Chapter 8: Accersing Organizational Information - Data Warehouse
HISTORY OF DATA WAREHOUSING
•Data warehouses extend the
transformation of data into information
•In the 1990's executives became
less concerned with the day-to-day business operations and more concerned with
overall business functions
•The data warehouse provided the
ability to support decision making without disrupting the day-to-day operations
DATA WAREHOUSE FUNDAMENTALS
Figure 1
The primary purpose of a data warehouse is to aggregate
information throughout an organization into a single repository for
decision-making purposes. The informational can collected from internal or
external database and before it transfer to data warehouse the information will
enter through process extraction, transformation, and loading (ETL).

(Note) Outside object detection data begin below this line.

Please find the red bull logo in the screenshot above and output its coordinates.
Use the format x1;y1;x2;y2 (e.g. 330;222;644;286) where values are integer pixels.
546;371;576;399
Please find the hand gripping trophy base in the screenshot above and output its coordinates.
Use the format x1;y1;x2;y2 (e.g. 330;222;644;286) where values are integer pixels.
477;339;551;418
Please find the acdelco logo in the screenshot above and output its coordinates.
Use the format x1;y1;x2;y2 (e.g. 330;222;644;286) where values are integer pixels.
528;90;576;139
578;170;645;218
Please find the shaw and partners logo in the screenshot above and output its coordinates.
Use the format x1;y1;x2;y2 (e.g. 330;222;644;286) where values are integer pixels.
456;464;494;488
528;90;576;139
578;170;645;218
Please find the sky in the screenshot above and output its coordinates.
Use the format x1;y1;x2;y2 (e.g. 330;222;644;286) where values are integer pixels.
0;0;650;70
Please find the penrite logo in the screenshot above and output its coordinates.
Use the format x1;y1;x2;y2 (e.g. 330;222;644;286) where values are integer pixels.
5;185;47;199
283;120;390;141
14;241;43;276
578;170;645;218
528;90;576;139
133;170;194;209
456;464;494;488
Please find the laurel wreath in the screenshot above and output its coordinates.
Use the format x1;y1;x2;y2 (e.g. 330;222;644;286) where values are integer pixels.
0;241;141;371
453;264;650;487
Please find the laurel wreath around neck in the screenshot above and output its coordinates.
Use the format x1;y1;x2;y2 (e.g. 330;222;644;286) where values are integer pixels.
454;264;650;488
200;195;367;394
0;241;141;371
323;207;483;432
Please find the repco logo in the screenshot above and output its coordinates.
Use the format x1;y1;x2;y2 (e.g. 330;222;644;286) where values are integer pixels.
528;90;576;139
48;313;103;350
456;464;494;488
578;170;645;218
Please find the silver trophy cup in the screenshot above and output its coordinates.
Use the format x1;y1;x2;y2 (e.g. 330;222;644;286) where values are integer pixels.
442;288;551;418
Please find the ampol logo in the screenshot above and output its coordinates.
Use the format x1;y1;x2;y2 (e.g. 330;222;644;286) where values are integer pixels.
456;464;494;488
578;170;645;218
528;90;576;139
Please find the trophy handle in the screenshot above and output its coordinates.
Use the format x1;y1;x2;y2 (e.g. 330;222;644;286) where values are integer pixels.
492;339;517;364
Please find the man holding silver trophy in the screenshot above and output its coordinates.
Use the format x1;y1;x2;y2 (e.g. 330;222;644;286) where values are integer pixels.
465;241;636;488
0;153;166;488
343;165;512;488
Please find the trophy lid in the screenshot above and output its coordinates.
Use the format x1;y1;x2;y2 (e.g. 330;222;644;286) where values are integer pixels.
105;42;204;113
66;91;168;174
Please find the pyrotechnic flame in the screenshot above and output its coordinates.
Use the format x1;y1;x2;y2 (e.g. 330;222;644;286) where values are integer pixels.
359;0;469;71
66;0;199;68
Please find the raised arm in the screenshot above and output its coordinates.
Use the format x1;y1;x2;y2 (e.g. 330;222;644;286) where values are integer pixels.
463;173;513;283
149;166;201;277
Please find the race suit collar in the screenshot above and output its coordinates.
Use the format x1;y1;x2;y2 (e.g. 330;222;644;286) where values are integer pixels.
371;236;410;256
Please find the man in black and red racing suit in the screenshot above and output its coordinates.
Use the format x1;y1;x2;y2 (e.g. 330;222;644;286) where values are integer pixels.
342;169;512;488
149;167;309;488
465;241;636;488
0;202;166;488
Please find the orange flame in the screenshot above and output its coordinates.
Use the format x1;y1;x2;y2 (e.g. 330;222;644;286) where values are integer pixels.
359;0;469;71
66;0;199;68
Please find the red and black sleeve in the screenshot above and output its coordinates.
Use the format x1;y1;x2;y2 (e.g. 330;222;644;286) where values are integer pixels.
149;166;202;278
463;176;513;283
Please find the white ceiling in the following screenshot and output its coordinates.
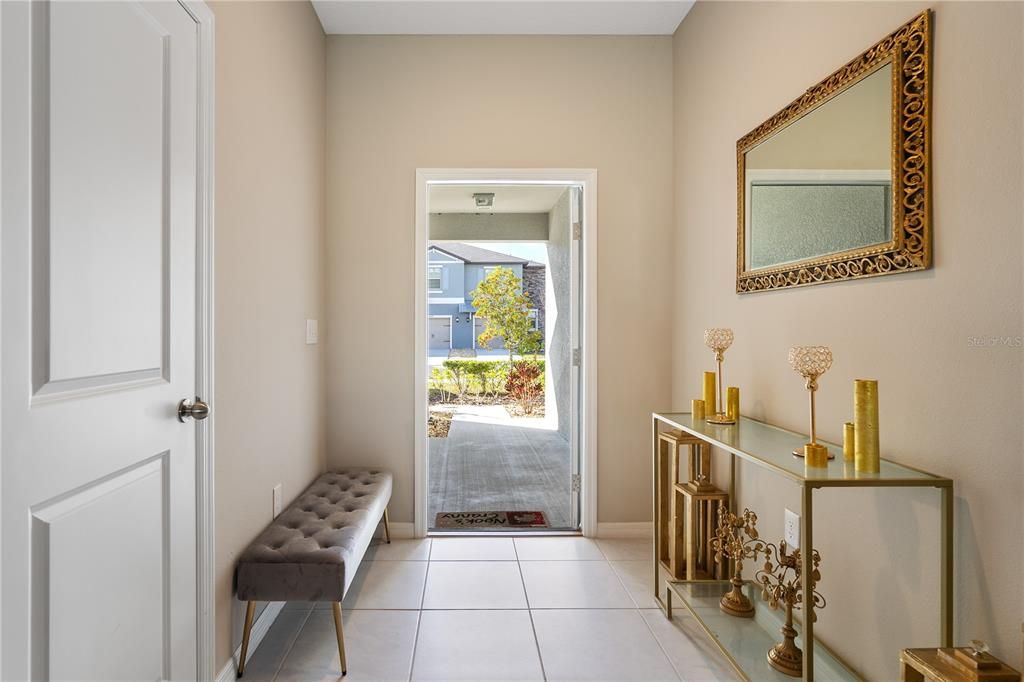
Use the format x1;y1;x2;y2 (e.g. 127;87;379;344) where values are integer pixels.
312;0;693;36
429;184;565;213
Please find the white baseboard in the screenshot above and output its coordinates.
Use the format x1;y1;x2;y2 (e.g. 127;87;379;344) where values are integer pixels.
597;521;654;538
374;521;416;540
216;601;285;682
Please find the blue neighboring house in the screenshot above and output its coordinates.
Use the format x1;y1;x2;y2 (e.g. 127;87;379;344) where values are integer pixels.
427;242;547;355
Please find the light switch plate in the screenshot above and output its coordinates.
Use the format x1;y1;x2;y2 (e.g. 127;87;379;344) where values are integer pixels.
782;509;800;550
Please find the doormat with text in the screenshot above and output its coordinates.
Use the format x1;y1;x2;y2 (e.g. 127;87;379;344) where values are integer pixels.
434;512;548;529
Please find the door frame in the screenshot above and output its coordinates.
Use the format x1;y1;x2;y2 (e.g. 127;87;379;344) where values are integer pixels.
413;168;597;538
183;0;217;680
0;0;216;680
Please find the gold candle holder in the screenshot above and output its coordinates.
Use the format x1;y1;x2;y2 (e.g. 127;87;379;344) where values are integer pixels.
843;422;855;462
725;386;739;422
790;346;835;460
703;372;715;417
705;329;736;424
804;442;829;469
853;379;881;473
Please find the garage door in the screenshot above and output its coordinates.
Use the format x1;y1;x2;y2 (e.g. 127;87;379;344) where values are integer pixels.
473;315;505;350
430;315;452;349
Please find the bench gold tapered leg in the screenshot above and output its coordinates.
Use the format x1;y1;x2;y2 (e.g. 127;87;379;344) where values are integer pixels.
331;601;348;675
239;601;256;677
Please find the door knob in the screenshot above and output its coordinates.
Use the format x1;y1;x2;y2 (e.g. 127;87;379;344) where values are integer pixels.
178;395;210;423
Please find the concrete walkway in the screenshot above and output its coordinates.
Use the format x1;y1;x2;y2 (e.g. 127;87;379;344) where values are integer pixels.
428;406;571;528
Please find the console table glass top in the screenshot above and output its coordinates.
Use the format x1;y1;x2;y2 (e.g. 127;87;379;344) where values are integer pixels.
654;412;952;487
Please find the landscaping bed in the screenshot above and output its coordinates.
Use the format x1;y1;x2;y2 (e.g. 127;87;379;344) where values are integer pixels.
427;410;455;438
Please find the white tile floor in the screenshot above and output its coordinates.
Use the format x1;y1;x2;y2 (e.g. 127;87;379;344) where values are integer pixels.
244;538;735;682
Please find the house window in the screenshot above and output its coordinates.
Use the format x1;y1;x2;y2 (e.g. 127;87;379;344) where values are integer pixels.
527;308;541;329
427;265;443;291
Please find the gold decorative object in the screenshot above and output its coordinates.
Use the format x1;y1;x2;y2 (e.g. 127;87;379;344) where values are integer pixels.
899;639;1021;682
654;430;729;580
755;542;825;677
853;379;881;473
736;10;932;294
725;386;739;422
790;346;835;458
705;329;736;424
703;372;715;419
843;422;854;462
711;507;765;619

After that, it will send subsets of the information to
data marts. When the information transfer to data warehouse, the ETL process
will happen again to classify the information into the group or classes. For
example, if the information from internal database is about marketing, so the
information will go the same group that relates with marketing. It will not
mess up with other information.
This is my understanding about data warehouse and how
it operates.
Definition:
1.
Data
warehouse: a logical collection of information - gathered from
many different operational databases - that supports business analysis
activities and decision-making tasks.
The purpose of data warehouse is to aggregate
information throughout an organization into a single repository in such a way
that employees can make decision and undertake business analysis activities.
2.
Extraction,
transformation, and loading (ETL): a
process that extracts information form internal and external databases,
transforms the information using a common set of enterprise definitions, and
loads the information into a data warehouse. The data warehouse then sends
subsets of the information to data marts.
3.
Date mart: contains a subset of data
warehouse information.
To distinguish between data warehouse and
data marts, thinks of data warehouse having a more organizational focus and
data marts having focused information subsets particular to the needs of a
given business unit such as finance/ production and operations.
MULTIDIMENSIONAL ANALYSIS
AND DATA MINING
A relational database contains information
in a series of two-dimensional tables. In a data warehouse and data mart,
information is multidimensional where it contains layers of column and rows.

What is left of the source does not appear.